Think about the last movie you watched on any OTT platform. Did you go there to watch exactly that movie? Or did you scroll through the platform and pick one that is recommended? Most of us use some recommender system or the other, everyday — across movie watching, online shopping, social networking, news publications, etc. With the latest in machine learning and deep learning techniques, you too can build a recommender system. Joveo Data scientist, Batul Bombaywala demonstrates how.

Batul started her career as a data analyst before she made a transition to becoming a data scientist at Myntra Jabong. She has over four years of experience in data science teams across startups. She is also a Springboard mentor. Today, she shows how to build a recommender system with Python, using collaborative filtering technique.

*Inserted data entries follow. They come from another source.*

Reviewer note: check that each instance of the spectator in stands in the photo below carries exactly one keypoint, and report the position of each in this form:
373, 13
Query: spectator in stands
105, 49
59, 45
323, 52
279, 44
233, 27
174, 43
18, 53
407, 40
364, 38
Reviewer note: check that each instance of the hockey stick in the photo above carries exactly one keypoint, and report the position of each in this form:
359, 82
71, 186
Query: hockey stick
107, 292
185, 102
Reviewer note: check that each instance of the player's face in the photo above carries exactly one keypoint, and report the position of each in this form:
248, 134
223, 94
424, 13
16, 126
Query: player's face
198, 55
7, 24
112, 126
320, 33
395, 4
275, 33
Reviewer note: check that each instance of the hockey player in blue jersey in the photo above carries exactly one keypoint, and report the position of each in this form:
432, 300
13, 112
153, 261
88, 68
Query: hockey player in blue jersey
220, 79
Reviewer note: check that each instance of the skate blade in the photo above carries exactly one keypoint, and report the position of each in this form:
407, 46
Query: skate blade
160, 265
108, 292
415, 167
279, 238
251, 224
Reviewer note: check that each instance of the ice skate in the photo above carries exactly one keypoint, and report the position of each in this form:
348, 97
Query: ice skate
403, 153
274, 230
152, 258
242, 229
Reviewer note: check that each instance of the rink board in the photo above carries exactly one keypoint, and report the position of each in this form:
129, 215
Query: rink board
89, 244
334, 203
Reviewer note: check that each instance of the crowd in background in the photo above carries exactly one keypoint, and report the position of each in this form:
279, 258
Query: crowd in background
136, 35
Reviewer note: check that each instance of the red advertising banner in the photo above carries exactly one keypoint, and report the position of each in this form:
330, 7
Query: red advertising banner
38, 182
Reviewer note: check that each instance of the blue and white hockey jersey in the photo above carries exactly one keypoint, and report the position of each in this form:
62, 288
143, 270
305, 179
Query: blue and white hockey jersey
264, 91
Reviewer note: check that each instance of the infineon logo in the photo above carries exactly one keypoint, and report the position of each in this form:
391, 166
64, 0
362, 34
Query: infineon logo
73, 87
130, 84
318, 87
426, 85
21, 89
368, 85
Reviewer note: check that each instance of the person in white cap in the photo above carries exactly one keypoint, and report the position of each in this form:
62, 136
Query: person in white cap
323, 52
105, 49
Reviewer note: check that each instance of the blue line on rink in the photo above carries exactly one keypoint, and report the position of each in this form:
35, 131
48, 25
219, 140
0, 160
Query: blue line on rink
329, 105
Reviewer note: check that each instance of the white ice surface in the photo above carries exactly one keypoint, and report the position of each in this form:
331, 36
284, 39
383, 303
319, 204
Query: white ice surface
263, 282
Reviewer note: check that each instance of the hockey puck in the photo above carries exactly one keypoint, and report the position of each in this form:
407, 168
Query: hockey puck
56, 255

What is Recommender System?

Recommender is a form of information filtering system that predicts the likelihood of a user’s preference for any item and makes recommendations accordingly. For example, Netflix recommends the movies you are likely to enjoy, Amazon recommending products you might need, Facebook showing possible friends, etc. 

In fact, Amazon claims that 70% of their sales come through recommendation. It is a powerful tool for platform owners to build visibility for their products, cross-sell, upsell and overall increase revenue. A recommender system is one of those use cases for data science that has a direct impact on a company’s sales.

Types of Recommender System

Let’s see various types of recommender systems. Primarily, there are three kinds of recommendation systems.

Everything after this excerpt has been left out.